There is little question that shared decision making (SDM) benefits patients and providers alike. According to the Society of Decision Professionals, the group that hosts the annual Shared Decision Making Summit, shared decision making is built on three pillars:
Patients. In the SDM model, patients are vital partners in their own healthcare decisions.
Providers. Moving toward SDM means “shifting the mindset” of providers so they are open to considering a patient’s values and preferences, including cultural, religious, or otherwise, when making treatment decisions.
Data. SDM relies on both patients and providers having access to the right education and data at the right times along the care continuum so patients are fully empowered.
When these elements come together, patients are empowered to take an active role in designing their own treatment and management plans, and patient comprehension and engagement increase, positively effecting everything from a patient’s perception of care to the actual outcomes and cost of treatment. In fact, studies even suggest that patients who are empowered with good information often choose more conservative (and therefore less costly) treatment options.
Despite these well-documented benefits, there remain significant obstacles to the rapid and widespread implementation of SDM. These range from the perception that many patients don’t want to be involved in their care (“Doctor knows best”) to questions about clinical work flow, patient comprehension of evidence-based medical information, cultural differences between providers and patients, institutional resistance from providers, and the inescapable time pressure that characterizes so many provider / patient interactions in today’s healthcare system.

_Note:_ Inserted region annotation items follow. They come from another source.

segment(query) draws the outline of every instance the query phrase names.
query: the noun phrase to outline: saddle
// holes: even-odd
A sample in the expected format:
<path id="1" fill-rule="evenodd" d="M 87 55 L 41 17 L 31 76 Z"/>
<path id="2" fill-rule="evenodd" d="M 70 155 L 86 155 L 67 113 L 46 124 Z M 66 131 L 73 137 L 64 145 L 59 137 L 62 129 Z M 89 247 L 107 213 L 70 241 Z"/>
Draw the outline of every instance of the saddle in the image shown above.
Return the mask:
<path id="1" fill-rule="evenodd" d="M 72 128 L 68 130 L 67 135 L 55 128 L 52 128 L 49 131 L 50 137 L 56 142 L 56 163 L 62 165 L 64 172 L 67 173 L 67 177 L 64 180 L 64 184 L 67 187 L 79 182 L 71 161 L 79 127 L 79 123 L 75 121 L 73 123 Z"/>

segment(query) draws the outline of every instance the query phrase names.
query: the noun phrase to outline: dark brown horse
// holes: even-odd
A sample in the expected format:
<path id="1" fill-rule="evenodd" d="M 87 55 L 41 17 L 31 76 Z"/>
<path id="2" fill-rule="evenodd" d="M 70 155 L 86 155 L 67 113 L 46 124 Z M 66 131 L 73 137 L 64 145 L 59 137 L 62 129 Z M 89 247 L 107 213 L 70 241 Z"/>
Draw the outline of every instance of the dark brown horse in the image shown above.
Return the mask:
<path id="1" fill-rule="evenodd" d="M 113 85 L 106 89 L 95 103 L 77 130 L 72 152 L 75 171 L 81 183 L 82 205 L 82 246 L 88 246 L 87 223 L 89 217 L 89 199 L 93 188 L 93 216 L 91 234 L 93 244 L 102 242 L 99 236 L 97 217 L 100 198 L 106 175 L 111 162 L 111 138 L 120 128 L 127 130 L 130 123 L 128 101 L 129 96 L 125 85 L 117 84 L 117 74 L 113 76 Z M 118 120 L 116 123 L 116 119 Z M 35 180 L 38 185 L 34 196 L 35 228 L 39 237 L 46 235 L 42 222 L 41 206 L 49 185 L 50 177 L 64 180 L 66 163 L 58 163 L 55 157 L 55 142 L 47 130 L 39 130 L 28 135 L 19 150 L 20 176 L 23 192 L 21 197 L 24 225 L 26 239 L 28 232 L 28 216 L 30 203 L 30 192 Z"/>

So how can we do a better job of implementing shared decision making? Britain might have some answers. Almost a decade ago, the National Health System commissioned a long-term study called MAGIC (Making Good Decisions in Collaboration) that designed, tested, and identified the best ways to implement shared decision making into the National Health System. With results coming out, here are some of the things researchers learned:
Training that emphasizes the difference between shared decision making and the traditional clinical workflow is necessary. Many providers assume, “I already work to educate my patients,” when shared decision making represents more of a cultural shift than an intellectual one.
Patient education materials are crucial. This includes material like risk grids and treatment option sheets that can help quickly communicate options to patients, so they can make more informed decisions. When used at the point of care, these tools helped stimulate patient questions and a more robust decision-making process.
Patient activation efforts can make a big difference. Although there is a perception that many patients don’t want to be involved in decisions, researchers found a more complex picture. In reality, many patients felt overwhelmed and underqualified to speak up, or they felt like they would be annoying their providers. Patient activation campaigns that focus on comprehension, asking questions, explaining what shared decision making is, and respecting the patient’s wishes were shown to increase the number of patients actively making decisions.
Shared decision making begins at the top. On an individual level, providers are often very pressed for time and dealing with multiple pressures, both institutional and financial, that can actually de-incentivize shared decision making. Support from leadership is essential to making it work.
Stacey D, Bennett C, Barry M, Col N, Eden K, Holmes-Rovner, M Llewellyn-Thomas, H Lyddiatt A, et al. Decision aids for people facing health treatment or screening decisions. Cochrane Database of Systematic Reviews. 2011.
Joseph-Williams N, Lloyd A, Edwards A, Stobbart L, Tomson D, Macphail S, Dodd C, Brain K, Elwyn G, Thomson R. Implementing shared decision making in the NHS: lessons from the MAGIC programme. BMJ. 2017 Apr 18;357:j1744.